Web scraping Amazon reviews can offer insightful data for market research, sentiment analysis, and competitive analysis. By building a Python scraper, you can extract product review data such as title, content, product name, rating, etc. from Amazon and export it into an Excel spreadsheet.
Through this article, learn to create a simple Amazon product review scraper using Python and SelectorLib. Later, run it on a console in order to extract all the details you need.
Steps for Web Scraping Amazon Reviews
- Markup the data fields to scrape using Selectorlib.
- Copy and run the code.
- Download the data in Excel or CSV file.
Data Fields To Scrape From Amazon
Here are some of the data fields that are obtained when scraping Amazon product reviews and extracted into a spreadsheet from Amazon:
- Product Name
- Review Title
- Review Content/Review Text
- Rating
- Date of Publishing Review
- Verified Purchase
- Author Name
- URL
Installation
For web scraping Amazon product reviews, install the required Python3 packages. The libraries mentioned are used:
- Python Requests – To make requests and download the HTML content of the pages
- LXML – To parse the HTML tree structure using XPaths
- Python Dateutil – To parse review dates
- Selectorlib – To extract data using the YAML file created from the web pages downloaded
Install these libraries using pip3
pip3 install python-dateutil lxml requests selectorlib
The Functionality of the Amazon Product Review Scraper
Here is what a scraper created for scraping Amazon product reviews does:
- It reads a list of product review page URLs from a file called urls.txt, which contains the URLs for the Amazon product pages you need.

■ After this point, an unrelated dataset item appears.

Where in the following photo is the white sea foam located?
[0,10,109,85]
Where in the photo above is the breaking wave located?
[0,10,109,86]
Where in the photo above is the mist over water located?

- It uses a selectorlib YAML file that identifies the data on an Amazon page and is saved in a file called selectors.yml.
- Scrapes the data.
- Saves the data as a CSV spreadsheet called data.csv.
Creating the YAML File – selectors.yml
Using the Selectorlib Web Scraper Chrome Extension, you can mark the data that you need to extract. It also helps in creating the CSS selectors or XPaths needed to extract that data.
You can use the template created by ScrapeHero to extract the details already mentioned. But if you want to scrape more data fields, then add the new field using Selectorlib to the existing template.
Let’s consider an Amazon page: Nike Women’s Reax Run 5 Running Shoes
Mark up the fields for the data you need to scrape from the Amazon Product Reviews Page using the Selectorlib Chrome Extension.
Click on ‘Highlight’ to highlight and preview all of your selectors in the template, and then click on ‘Export’ to download the YAML file, selectors.yml.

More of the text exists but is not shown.